Are there any non-backward compatible changes between 2.0 beta and code in the
trunk? Because my config that works fine in 2b can't manage to successfully
log in to the website with the trunk version.
If you would like to refer to this comment somewhere else in this project, copy and paste the following link:
Well, unrelated to my login problem, but the database tag seems to be broken
in the trunk. From what I can see, the value from the database processor is
never returned to the parent processor (set/def for instance), because when
CommonUtil.createVariable is called in BodyProcessor.execute() to create a
variable from the tag body's execution, that method checks if that variable is
empty first, and DbRowVariable seem to always be "empty". This is because
DbRowVariable's isEmpty() method is inherited from NodeVariable, and so it
checks NodeVariable's own "data" member variable, which is always null is the
case of a DbRowVariable (!) because that class redefines (?) the data member
as an object array (Java allows this?). Weird behavior there.
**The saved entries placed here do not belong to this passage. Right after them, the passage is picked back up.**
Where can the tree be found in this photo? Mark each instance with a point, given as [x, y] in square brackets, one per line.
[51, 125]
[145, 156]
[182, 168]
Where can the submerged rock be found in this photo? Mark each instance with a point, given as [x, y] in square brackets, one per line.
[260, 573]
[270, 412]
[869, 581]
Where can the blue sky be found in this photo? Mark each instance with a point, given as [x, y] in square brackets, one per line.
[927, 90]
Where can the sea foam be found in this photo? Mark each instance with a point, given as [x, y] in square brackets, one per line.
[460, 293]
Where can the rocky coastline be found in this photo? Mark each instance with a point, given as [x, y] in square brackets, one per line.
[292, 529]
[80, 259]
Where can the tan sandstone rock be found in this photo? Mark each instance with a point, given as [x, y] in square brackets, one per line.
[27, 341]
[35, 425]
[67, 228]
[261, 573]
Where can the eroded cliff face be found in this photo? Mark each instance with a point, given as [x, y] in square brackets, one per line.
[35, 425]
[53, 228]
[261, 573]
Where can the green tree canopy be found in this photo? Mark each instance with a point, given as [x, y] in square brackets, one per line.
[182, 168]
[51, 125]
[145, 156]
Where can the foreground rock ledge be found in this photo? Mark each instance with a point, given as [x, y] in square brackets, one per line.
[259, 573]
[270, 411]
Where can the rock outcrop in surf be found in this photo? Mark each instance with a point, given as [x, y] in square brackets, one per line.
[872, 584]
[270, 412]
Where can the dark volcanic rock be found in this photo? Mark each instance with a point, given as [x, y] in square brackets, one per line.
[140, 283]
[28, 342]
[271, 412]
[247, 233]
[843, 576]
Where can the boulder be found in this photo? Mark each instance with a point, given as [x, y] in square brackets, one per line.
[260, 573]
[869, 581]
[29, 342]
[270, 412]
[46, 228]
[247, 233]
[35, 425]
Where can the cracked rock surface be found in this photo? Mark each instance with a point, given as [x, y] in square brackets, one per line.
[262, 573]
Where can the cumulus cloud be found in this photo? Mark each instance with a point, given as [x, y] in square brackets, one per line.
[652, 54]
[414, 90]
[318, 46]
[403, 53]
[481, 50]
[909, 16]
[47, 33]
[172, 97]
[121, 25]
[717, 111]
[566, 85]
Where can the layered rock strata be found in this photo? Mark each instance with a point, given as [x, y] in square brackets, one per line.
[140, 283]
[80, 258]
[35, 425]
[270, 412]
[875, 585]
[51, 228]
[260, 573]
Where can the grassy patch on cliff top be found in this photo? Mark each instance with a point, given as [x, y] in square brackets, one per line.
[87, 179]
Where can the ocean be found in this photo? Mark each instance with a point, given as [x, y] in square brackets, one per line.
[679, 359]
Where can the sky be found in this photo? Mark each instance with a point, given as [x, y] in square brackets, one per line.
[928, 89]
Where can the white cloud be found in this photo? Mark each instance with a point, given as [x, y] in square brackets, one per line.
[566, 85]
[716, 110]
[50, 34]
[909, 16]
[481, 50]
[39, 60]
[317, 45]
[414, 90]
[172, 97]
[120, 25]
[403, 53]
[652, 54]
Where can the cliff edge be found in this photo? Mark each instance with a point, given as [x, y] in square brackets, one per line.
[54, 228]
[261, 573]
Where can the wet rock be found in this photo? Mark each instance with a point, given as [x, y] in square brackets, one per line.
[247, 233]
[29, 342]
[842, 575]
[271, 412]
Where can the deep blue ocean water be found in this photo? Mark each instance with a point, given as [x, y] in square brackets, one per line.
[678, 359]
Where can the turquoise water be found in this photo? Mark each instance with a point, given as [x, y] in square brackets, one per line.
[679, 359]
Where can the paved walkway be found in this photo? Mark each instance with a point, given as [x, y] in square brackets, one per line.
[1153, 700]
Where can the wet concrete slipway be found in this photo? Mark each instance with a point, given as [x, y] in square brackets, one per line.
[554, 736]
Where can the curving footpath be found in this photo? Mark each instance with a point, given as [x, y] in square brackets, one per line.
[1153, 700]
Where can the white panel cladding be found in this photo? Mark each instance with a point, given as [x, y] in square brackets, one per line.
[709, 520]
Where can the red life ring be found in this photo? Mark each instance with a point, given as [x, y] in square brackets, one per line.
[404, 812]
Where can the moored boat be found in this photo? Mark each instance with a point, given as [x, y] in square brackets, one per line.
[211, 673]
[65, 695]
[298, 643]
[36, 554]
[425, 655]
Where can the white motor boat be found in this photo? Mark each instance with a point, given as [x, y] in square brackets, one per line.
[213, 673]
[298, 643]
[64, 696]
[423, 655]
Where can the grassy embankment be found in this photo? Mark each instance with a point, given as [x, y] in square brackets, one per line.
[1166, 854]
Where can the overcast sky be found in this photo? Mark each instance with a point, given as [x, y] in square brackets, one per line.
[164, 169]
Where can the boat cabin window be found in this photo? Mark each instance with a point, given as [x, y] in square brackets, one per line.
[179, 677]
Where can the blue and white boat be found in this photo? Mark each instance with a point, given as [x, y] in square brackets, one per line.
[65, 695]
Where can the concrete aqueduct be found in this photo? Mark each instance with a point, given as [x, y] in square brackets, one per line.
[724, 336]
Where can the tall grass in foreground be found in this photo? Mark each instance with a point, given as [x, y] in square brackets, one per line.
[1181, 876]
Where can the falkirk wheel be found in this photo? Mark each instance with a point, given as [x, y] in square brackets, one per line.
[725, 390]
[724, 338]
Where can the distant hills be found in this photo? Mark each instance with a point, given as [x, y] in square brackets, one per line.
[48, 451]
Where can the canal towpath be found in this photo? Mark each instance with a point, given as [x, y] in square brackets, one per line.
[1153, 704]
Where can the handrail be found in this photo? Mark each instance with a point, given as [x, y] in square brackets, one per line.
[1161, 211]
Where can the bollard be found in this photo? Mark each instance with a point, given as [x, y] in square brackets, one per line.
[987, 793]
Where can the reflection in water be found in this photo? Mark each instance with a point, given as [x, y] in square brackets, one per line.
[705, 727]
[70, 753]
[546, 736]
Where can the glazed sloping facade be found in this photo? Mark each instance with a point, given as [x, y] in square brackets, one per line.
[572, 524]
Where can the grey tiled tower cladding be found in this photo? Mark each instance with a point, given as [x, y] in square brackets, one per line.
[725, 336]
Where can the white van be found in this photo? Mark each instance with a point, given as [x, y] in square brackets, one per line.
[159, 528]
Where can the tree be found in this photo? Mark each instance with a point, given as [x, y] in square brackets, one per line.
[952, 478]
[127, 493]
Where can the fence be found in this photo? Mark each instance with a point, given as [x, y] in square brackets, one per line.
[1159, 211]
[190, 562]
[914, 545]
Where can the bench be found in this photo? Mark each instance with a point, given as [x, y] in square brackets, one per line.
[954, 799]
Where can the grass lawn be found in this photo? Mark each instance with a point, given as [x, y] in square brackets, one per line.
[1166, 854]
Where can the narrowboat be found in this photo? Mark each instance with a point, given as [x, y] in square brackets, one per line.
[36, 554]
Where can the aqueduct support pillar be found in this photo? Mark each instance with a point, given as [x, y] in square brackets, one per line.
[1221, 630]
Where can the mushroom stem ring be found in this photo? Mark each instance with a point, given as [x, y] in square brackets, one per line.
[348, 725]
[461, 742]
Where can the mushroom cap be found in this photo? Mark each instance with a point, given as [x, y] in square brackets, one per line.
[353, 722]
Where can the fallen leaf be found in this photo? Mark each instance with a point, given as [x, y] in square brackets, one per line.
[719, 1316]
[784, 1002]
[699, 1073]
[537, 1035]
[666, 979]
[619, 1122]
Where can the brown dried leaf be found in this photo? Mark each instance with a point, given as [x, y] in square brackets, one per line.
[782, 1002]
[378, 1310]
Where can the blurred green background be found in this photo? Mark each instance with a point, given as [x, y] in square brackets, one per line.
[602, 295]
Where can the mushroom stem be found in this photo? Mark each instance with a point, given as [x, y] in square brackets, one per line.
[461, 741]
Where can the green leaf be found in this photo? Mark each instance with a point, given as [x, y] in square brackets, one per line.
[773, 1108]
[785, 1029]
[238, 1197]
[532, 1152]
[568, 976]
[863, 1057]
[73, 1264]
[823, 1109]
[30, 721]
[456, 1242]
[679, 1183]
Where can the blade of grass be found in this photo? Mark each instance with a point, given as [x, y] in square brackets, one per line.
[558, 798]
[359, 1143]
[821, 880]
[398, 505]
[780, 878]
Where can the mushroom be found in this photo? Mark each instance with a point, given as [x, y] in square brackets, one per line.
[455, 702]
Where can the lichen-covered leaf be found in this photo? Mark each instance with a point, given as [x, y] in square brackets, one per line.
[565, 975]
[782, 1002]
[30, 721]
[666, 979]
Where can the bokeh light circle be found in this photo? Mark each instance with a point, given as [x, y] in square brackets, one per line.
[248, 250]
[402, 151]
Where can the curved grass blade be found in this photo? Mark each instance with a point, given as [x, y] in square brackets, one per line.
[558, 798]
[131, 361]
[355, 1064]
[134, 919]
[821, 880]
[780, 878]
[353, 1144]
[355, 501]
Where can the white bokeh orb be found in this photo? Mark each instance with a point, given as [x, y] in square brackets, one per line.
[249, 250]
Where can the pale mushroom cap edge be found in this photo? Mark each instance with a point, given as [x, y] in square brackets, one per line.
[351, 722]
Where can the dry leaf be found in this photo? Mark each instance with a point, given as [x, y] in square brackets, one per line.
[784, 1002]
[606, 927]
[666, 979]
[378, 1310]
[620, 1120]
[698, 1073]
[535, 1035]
Anyway, this used to work because, from the SVN log, it looks like
NodeVariable.isEmpty() used to also check if the toString() method returned an
empty string, which DbRowVariable.toString() does not. That condition was
removed though, so now database processors always return an EmptyVariable.
...Unless I'm doing something wrong.
If you would like to refer to this comment somewhere else in this project, copy and paste the following link:
Actually, it does make sense that Java allows DbRowVariable to have a member
called data, since NodeVariable.data is private, so the child class has no
visibility on it. That's not really the issue anyway. I guess the best
solution would be for DbRowVariable to implement its own isEmpty() method?
If you would like to refer to this comment somewhere else in this project, copy and paste the following link:
I found out why my login wasn't working. There are indeed changes in the way
the http processor works that can affect scripts that worked in 2.0 beta.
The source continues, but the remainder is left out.